Это новое непослушание возмутило старика, и он крикнул:

– Разве не запретил я тебе посвящать себя этим убийственным упражнениям, столько же опасным, как и бесполезным? Занятия шалопаев и бродяг! Разве мирные, честные хлебопашцы нуждаются в оружии? Разве указы нашего короля, нашего владыки не запрещают подобного рода собрания? Не дерзость ли это со стороны моего сына, несмотря на мое запрещение, пойти наперекор законам?

Взбешенный упреками отца, Жан тоже крикнул:

– Что за дело мне до законов, если они несправедливы! Мой дед, мои предки, разве они не сопротивлялись законам? Разве не подняли они оружия на филистимлян с криком: «Израиль, выходи из шатров?»

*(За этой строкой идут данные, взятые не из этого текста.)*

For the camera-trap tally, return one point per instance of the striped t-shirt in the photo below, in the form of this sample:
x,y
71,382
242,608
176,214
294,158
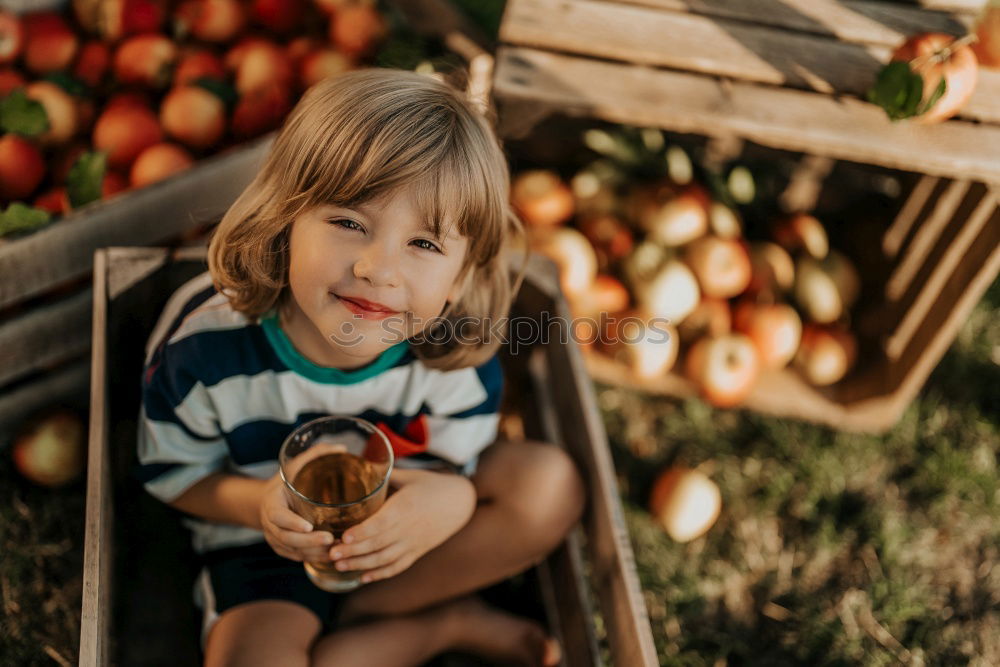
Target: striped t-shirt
x,y
221,392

Жан бросал выразительные взгляды на пахарей, в надежде поразить их этим библейским изречением, применимым к древним религиозным восстаниям. Но все хранили угрюмое молчание. Бабушка с ужасом сложила руки, услышав дерзкую речь внука; а г-жа Кавалье, дрожа всем телом, с отчаянием переводила глаза с мужа на Жана Кавалье и обратно.

Хуторянин, один только сохранивший спокойствие среди этой семейной сцены, строго ответил Жану:

– Мой сын не должен подчиняться другой власти, кроме той, которую Господь вручил мне над ним. Я приказываю... он слушается... Я имею кое-что сказать ему: пусть обождет меня в моей комнате, – прибавил он решительным тоном.

Несмотря на свою уверенность, несмотря на пылкость своего характера, Жан Кавалье в молчаливом повиновении вышел из-за стола, не вынося властного взгляда хуторянина: так привычка подчиняться отцу и уважать его овладела им смолоду. Ужин закончился при общем молчании. Прочитав благодарственную молитву, старик отправился к сыну.